Media Statement by Dr. Ong Kian Ming, MP for Serdang, on the 23rd of November 2014
In the 2013 Annual Report for the Port Klang Authority (PKA) which was given to Members of Parliament earlier this week, the office of the Auditor General stated the following:
“As disclosed in Note 15 to the Financial Statements, the long term liabilities of Port Kelang Authority as at 31 December 2013 amounting to RM4.24 billion. Based on the Port Kelang Authority’s current financial position, its ability to settle the long term liabilities are subject to the continuous financial support from the Government.”
PKA has been bleeding red ink as a result of the massive financial commitments linked to the development of the Port Klang Free Zone (PKFZ). In the four years since 2010, PKA has suffered a total net loss of RM674million. In 2013, the total finance costs paid by PKA amounting to RM203.8m was only slightly less than the total revenue of PKA which was RM217.4m.
The long term loans of PKA has increased from RM3.5b in 2010 to RM4.24b in 2013. The total loans for PKA, including short term loans, has increased from RM4.06b in 2010 to RM4.41b in 2013. RM3.81b of the RM4.24b of long term loans are from the Government of Malaysia.
In the 2013 PKA Annual Report it was stated that “on 19th December 2013, the Ministry of Finance has agreed to restructure the balance in Government Loan of LPK (Lembaga Pelabuhan Klang). Interest rate at 4% per annum together with penalty of 2% per annum on the outstanding balance. The grace period is 4 years starting 2014 until 2017. Repayment terms is 19 years starting 2018 until 2036.”
Even with this grace period and an interest rate of 4%, PKA has to make interest payments worth approximately RM285m per annum for 19 years starting from 2018 until 2036. Its current revenue is only RM217.4m. PKA also has to pay for other expenses such as staff costs and depreciation costs.
In addition, the ability of PKFZ to generate sufficient revenue to cover these interest payments is very much in question. PKFZ’s revenue for Financial Year 2013 was a mere RM10.1m and its profit a mere RM209,615. The former chairman of PKA, Lee Hwa Beng, in an interview in this week’s the Edge weekly expressed his doubt on whether PKFZ can ever be profitable given the huge investment costs. In this week’s the Edge Weekly, current CEO Chia Kon Leong said that PKFZ’s turnaround plan is contingent on securing one big deal with China based SM International Wholesale (China) Center Sdn Bhd to turn PKFZ into an international wholesale hub.

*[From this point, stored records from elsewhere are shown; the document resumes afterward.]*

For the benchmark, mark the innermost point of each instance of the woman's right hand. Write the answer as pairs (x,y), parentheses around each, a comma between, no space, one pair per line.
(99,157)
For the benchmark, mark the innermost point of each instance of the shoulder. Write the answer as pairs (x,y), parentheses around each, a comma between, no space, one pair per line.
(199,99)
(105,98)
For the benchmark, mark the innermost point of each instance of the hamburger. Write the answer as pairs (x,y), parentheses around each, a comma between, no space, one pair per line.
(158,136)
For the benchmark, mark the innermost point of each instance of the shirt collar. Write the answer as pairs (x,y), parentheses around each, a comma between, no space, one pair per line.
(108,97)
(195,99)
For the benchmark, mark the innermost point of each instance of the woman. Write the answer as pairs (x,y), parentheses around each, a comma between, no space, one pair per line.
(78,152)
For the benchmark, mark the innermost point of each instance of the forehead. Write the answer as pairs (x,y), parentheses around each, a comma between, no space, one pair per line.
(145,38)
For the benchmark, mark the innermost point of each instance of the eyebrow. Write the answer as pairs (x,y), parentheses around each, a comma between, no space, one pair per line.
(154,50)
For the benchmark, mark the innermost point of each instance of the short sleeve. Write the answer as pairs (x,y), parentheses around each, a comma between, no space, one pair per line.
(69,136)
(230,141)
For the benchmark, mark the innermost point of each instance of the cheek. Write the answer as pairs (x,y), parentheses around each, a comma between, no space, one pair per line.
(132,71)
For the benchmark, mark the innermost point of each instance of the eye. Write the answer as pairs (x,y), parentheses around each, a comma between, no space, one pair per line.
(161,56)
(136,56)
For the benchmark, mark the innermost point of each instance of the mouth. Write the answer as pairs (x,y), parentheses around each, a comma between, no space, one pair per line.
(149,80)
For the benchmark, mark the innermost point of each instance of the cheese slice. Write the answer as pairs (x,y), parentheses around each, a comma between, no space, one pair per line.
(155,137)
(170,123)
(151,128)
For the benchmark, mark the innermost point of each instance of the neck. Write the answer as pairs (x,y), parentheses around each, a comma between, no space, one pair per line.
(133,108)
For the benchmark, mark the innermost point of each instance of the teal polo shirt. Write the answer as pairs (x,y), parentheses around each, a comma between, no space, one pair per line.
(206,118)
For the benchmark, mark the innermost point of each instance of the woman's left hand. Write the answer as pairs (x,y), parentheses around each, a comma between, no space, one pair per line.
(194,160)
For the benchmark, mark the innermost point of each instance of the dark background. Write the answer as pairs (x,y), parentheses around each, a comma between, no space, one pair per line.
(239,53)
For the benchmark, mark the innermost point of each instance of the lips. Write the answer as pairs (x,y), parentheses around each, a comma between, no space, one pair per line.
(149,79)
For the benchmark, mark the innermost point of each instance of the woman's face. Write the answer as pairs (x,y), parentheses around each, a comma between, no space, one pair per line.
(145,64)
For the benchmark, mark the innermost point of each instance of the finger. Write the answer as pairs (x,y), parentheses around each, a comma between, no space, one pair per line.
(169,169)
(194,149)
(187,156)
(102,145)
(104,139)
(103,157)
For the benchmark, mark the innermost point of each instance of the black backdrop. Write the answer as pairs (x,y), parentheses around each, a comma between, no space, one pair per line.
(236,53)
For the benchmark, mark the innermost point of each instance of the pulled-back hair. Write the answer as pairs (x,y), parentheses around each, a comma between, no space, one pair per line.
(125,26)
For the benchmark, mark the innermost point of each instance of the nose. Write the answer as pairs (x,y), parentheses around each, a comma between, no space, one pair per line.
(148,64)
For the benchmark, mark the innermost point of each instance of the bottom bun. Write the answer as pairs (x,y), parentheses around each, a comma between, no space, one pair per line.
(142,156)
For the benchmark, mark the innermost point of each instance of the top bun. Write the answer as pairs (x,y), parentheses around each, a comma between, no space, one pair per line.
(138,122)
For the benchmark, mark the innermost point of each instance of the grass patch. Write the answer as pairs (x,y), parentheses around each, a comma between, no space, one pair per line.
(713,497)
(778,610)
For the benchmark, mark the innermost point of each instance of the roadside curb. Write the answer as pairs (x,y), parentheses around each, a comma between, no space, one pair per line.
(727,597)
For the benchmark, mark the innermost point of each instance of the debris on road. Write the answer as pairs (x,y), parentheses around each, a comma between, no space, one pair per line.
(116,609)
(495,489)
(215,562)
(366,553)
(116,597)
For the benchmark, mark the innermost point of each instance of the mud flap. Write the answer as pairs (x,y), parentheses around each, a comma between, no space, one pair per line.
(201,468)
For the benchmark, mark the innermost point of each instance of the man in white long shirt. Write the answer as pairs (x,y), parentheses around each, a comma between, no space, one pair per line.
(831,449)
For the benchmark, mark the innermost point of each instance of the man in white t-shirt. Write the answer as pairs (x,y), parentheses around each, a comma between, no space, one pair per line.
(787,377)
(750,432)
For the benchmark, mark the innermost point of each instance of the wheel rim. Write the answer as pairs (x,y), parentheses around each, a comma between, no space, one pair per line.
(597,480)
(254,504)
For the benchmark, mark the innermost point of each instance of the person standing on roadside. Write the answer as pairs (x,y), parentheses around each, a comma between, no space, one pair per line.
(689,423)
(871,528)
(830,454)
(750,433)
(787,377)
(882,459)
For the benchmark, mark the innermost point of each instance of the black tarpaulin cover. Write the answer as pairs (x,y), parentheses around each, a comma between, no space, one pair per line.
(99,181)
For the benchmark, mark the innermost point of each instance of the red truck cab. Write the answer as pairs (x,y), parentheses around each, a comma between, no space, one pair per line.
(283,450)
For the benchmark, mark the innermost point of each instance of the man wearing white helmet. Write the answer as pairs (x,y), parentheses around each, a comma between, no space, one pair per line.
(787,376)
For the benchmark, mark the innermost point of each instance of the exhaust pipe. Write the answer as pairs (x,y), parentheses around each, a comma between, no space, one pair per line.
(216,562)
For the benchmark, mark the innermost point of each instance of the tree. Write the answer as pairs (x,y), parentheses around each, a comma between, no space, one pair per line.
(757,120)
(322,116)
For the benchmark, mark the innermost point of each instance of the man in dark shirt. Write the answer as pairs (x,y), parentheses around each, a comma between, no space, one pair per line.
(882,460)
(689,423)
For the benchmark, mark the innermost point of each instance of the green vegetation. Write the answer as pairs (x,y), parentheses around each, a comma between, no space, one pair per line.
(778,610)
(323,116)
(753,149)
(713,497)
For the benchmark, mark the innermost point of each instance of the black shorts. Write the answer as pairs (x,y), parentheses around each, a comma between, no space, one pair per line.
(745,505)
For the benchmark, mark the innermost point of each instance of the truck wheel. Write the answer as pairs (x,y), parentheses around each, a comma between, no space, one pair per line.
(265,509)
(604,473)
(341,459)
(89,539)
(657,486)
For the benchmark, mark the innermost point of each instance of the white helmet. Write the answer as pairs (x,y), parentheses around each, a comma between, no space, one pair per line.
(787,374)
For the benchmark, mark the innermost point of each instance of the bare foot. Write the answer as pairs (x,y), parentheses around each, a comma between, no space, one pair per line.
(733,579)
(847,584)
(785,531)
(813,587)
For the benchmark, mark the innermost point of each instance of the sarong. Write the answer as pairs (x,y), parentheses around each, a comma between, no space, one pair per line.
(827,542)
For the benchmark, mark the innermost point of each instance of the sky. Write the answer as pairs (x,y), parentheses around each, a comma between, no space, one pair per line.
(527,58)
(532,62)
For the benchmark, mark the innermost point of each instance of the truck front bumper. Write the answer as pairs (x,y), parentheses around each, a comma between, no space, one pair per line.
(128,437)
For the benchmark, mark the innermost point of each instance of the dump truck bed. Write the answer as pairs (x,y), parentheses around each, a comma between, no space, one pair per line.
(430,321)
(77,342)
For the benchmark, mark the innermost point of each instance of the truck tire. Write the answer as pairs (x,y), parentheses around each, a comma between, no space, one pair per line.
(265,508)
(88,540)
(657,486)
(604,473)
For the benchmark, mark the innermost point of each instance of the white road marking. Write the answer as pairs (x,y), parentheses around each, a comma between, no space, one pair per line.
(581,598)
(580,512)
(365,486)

Whether or not this investment can be secured and whether this investment can indeed help push PKA into profitability remains to be seen.
While we do not want to see PKFZ fail which would result in even more taxpayers money being spent to bail out PKA, it seems likely that the government will have to further restructure its loan to PKA. In other words, the taxpayer has to continue to suffer the consequences of the PKA scandal until at least 2036, if not beyond.